At first dismissive and oblivious to her concerns, John eventually attempts to console Carol with an offer to more or less tutor her in his office at regular, private visits. Throughout the conversation, John frequently is interrupted by the constant ringing of his office phone, which he is compelled to answer. Later John is stunned when Carol reveals that she has formally accused him of sexual harassment, which threatens not only his proposed tenure but his position on campus. While Carol perceives his ongoing actions and words as signs of exploitation, John believes that she is the one threatening him, and desperately seeks a solution to the escalating situation.
Highlights: Playwright David Mamet is a master at dialogue that goes to the gut of his characters, opening wounds of raw and fragile emotions laid bare on a barren landscape where survival instincts reign supreme. That technique is never more evident than in this intense, two-character, two-act play that is performed as three scenes in one act in the current HotCity Theatre presentation. With powerful portrayals by John Pierson as the pompous professor and Rachel Fenton as the confused student, director Annamaria Pileggi is able to overcome the sometimes stodgy pace of the piece and render a provocative and compelling interpretation.

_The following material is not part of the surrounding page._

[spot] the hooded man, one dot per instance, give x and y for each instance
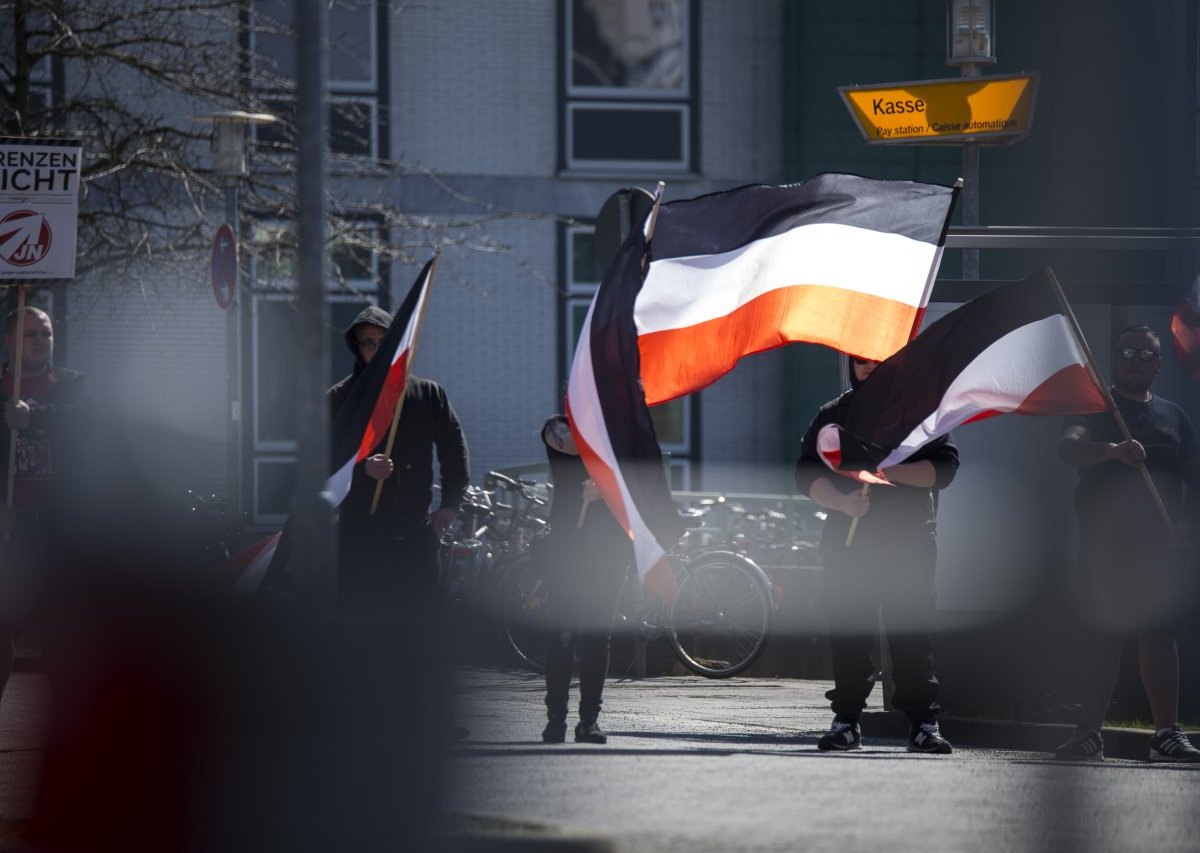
(396, 547)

Other Info: Mamet’s he-said-she-said drama invites visceral reactions by an audience, something that Pileggi finesses with her meticulous direction. Pierson does an expert job showing the professor’s arrogance, flippancy and rudeness, as he casually disregards the student’s torment every time his office phone rings. His lack of sensitivity opens the door to his own eventual torment. An accomplished and nuanced actor, Pierson conveys as much with a smug glance or gesture as with Mamet’s clever prose, skillfully revealing John’s escalating anger.

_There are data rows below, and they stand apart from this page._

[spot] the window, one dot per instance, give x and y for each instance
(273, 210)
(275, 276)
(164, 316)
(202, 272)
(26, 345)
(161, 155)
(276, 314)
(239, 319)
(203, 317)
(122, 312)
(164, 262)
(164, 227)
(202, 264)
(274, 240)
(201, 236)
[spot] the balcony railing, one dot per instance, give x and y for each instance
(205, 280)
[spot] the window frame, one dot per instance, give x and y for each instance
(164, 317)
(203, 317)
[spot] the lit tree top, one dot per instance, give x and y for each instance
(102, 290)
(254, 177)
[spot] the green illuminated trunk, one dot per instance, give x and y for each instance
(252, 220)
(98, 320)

Fenton beautifully shows the vulnerability of the young student as much in scenes where the professor is talking on the phone as in her conversations with her teacher. Twirling her hair, fidgeting with a pen or methodically searching her notebook for answers to her dismay at not understanding her teacher’s material, she carefully epitomizes the fragility and quiet panic in Carol’s personality.
Lex Van Blommestein’s scenic design features a well-appointed campus office for John, with a bookcase to one side and a pair of diplomas on the back wall. John’s table and chair offer a quiet and confident contrast to the lonely visitor’s chair in which Carol sits at a respectful distance. Mark Wilson, Michael Perkins and Meg Brinkley add complementary lighting, sound and props, respectively, including a spirited version of the 19th century Norwegian folk song that is the basis for the show’s title. Some subtle costume changes for both characters by Scott Breihan emphasize the gradual shift in power from John to Carol, as he becomes less daunting while she dons an additional coat or jacket to assume dominance in the relationship.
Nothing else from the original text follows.